Another study, in which samples of 17 patients were analyzed by 40 laboratories according to their working algorithm, showed that patients with autoantibodies anti-PDC-E2 were detected by IFA in all participant laboratories. However, when autoantibodies anti-BCOADC-E2 were present alone, IFA performance between centers was variable [
6]. In our cohort, patients with autoantibodies anti-BCOADC-E2 alone showed negative (7/24), doubtful positive (3/24) and consistent positive AMA-M2 pattern (3/24) results by IFA. However, some patients with autoantibodies anti-PDC-E2 also showed negative IFA results. These differences, in contrast with the previously reported, could be due to the small cohort and the bias of the inclusion criteria. Nevertheless, the confirmation of results in our study by DB-E2sep highlights the importance of using at least one method that includes the three E2 subunits apart from IFA and matches the published results.
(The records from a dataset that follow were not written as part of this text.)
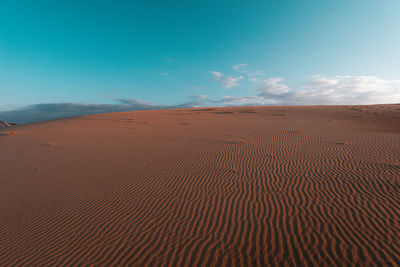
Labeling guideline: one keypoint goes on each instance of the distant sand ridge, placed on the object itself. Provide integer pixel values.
(256, 186)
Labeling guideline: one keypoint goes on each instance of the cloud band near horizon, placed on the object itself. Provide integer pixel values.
(319, 90)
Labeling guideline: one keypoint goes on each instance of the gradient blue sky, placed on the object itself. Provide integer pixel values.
(95, 52)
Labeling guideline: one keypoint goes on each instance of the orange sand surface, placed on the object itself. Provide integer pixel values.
(204, 187)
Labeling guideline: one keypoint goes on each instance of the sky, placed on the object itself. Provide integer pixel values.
(65, 58)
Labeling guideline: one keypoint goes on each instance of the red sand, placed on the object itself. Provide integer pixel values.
(210, 187)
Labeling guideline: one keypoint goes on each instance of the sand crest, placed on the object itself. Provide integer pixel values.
(259, 186)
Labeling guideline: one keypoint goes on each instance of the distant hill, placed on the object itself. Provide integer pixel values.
(5, 124)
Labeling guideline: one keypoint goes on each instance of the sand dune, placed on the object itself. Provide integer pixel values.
(204, 187)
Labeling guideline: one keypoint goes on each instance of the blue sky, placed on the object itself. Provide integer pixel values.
(187, 53)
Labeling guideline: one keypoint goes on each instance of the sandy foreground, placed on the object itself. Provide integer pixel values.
(204, 187)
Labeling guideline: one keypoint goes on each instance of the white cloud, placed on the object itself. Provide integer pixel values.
(273, 87)
(226, 82)
(217, 74)
(321, 90)
(239, 66)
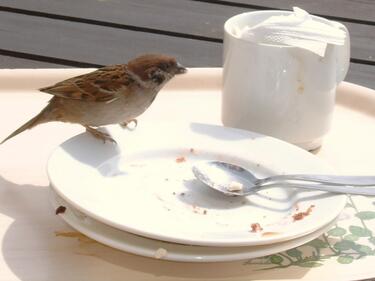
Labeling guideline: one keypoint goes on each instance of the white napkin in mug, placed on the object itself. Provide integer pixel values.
(298, 29)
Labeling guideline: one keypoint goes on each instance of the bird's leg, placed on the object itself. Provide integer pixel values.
(99, 135)
(125, 125)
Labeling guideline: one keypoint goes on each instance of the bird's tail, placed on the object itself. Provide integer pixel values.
(38, 119)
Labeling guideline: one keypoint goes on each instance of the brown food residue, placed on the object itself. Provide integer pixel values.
(301, 215)
(180, 159)
(255, 227)
(60, 210)
(270, 233)
(73, 234)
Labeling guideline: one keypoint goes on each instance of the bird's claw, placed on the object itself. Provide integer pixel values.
(100, 135)
(125, 125)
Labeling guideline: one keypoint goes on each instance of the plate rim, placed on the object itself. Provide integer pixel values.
(173, 255)
(341, 198)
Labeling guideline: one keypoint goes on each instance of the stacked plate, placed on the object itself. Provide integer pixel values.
(140, 196)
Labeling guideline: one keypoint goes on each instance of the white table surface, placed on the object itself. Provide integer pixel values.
(37, 245)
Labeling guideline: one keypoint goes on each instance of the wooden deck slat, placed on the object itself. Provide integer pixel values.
(352, 9)
(362, 75)
(12, 62)
(97, 44)
(197, 18)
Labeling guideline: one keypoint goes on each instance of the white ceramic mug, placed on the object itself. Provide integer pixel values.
(278, 90)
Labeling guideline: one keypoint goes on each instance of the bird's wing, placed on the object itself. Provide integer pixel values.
(102, 85)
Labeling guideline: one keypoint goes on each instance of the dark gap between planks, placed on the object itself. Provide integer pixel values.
(73, 63)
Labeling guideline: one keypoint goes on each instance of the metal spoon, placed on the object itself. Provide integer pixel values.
(234, 180)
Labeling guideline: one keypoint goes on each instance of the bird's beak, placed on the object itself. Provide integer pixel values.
(180, 69)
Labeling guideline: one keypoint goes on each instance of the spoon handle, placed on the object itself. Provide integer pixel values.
(327, 179)
(348, 189)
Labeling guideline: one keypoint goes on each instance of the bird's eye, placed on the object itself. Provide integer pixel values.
(157, 77)
(163, 66)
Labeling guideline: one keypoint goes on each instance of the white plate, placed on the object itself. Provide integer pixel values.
(145, 186)
(174, 252)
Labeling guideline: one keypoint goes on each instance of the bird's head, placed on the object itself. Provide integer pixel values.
(155, 69)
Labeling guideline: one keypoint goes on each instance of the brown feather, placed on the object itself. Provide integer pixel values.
(101, 85)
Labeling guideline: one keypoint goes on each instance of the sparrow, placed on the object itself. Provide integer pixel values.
(115, 94)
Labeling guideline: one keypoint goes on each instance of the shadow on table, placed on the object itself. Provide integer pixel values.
(33, 251)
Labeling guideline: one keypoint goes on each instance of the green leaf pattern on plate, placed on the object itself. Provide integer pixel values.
(345, 242)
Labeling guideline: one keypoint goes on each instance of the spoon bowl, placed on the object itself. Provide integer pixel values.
(234, 180)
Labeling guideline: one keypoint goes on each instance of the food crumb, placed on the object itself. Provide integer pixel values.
(60, 210)
(160, 253)
(301, 215)
(180, 159)
(270, 233)
(255, 227)
(235, 186)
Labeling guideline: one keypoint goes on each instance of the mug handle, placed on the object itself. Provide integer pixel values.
(343, 54)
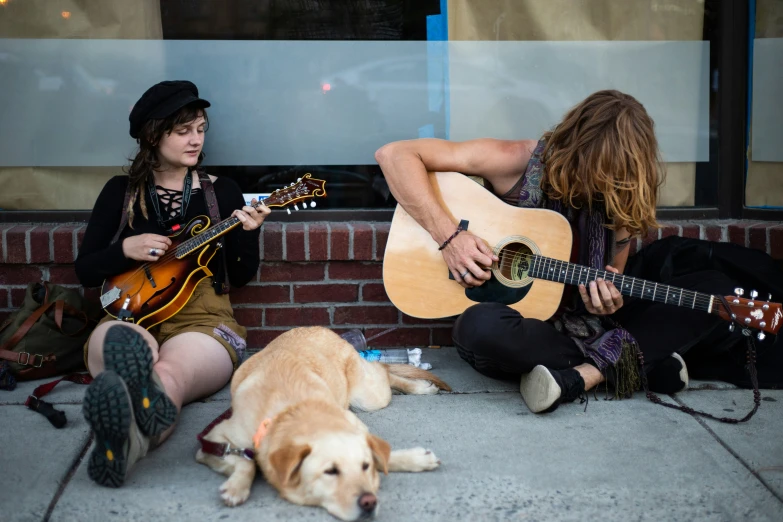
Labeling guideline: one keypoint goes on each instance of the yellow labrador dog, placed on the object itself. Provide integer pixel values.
(290, 404)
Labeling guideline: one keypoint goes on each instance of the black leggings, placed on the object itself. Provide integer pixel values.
(498, 342)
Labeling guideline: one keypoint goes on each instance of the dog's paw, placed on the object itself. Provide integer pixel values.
(233, 494)
(414, 460)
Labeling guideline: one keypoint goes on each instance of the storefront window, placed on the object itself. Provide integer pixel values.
(317, 86)
(764, 181)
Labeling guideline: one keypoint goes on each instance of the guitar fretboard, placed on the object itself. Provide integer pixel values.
(205, 237)
(209, 234)
(564, 272)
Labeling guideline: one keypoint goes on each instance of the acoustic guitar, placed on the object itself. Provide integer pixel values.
(533, 247)
(152, 292)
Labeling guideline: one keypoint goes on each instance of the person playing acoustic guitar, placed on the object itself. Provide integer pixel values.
(600, 168)
(144, 377)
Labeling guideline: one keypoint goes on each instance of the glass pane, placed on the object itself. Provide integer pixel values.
(764, 181)
(318, 86)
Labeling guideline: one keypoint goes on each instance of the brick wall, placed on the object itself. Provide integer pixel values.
(327, 274)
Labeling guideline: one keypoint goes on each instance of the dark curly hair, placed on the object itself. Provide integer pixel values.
(146, 160)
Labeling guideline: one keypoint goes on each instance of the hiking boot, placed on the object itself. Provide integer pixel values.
(118, 442)
(126, 352)
(543, 390)
(668, 376)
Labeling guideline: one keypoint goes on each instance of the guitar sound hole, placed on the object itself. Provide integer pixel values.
(515, 261)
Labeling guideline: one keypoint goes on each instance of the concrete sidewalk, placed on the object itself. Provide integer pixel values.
(621, 460)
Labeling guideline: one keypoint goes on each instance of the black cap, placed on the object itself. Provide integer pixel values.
(162, 100)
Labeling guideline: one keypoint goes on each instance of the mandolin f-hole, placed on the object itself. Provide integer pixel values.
(146, 303)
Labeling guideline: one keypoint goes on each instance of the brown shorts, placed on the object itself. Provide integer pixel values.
(207, 313)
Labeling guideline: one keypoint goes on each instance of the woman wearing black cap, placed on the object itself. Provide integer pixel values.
(144, 377)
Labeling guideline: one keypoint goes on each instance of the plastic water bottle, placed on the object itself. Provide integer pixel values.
(391, 356)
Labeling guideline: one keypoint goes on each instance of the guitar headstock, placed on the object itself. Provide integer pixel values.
(757, 315)
(304, 188)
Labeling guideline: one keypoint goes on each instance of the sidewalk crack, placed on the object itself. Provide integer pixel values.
(733, 453)
(68, 476)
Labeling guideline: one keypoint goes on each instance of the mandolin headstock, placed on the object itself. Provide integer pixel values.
(304, 188)
(757, 315)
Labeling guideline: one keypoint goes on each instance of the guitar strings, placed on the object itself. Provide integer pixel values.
(698, 297)
(171, 255)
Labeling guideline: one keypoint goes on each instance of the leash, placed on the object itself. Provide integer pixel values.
(221, 449)
(54, 416)
(750, 366)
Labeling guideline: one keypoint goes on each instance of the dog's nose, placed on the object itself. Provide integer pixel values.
(367, 502)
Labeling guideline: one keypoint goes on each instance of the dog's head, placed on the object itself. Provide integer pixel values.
(337, 471)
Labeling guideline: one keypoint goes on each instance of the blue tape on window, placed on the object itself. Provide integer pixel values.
(438, 65)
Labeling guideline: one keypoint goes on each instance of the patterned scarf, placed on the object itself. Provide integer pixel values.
(610, 348)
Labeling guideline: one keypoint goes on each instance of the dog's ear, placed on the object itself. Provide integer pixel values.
(381, 451)
(287, 461)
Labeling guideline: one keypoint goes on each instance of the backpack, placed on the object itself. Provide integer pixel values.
(46, 336)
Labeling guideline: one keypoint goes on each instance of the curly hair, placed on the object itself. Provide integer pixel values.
(605, 151)
(146, 160)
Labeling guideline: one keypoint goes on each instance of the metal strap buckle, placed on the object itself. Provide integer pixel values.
(27, 362)
(229, 450)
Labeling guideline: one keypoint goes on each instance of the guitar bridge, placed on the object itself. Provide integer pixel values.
(149, 276)
(110, 296)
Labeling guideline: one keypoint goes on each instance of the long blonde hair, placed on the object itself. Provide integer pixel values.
(605, 151)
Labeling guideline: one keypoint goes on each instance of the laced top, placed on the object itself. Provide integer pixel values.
(171, 201)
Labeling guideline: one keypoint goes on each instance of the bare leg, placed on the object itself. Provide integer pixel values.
(192, 365)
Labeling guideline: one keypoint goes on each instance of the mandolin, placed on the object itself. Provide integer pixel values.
(152, 292)
(533, 247)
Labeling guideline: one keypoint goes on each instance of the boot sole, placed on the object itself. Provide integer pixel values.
(539, 389)
(107, 409)
(126, 352)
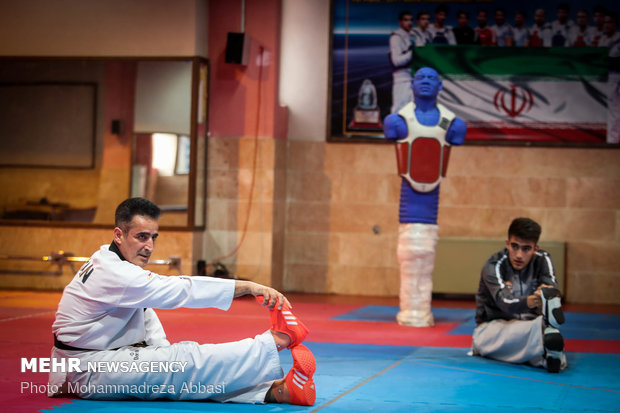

In the present study, the antigen-specific assays that we performed and included the three E2 subunits were ELISA (Werfen) and DB (Euroimmun and D-Tek). To our concern, several companies provide similar products including the three E2 subunits: Euroimmun, Werfen, D-Tek, Alpha Dia, Orgentec and Human Imtech.
The main limitation of this study was, as mentioned, the small number of enrolled patients. Large population studies including patients with similar characteristics to those of group A and performing assays with the three E2 subunits together and separated are required to confirm these results. In addition, it would make it possible to analyze the prevalence of autoantibodies or their combination between diagnostic groups. However, this study allowed us to confirm that these patients with discordant results between techniques indeed had autoantibodies.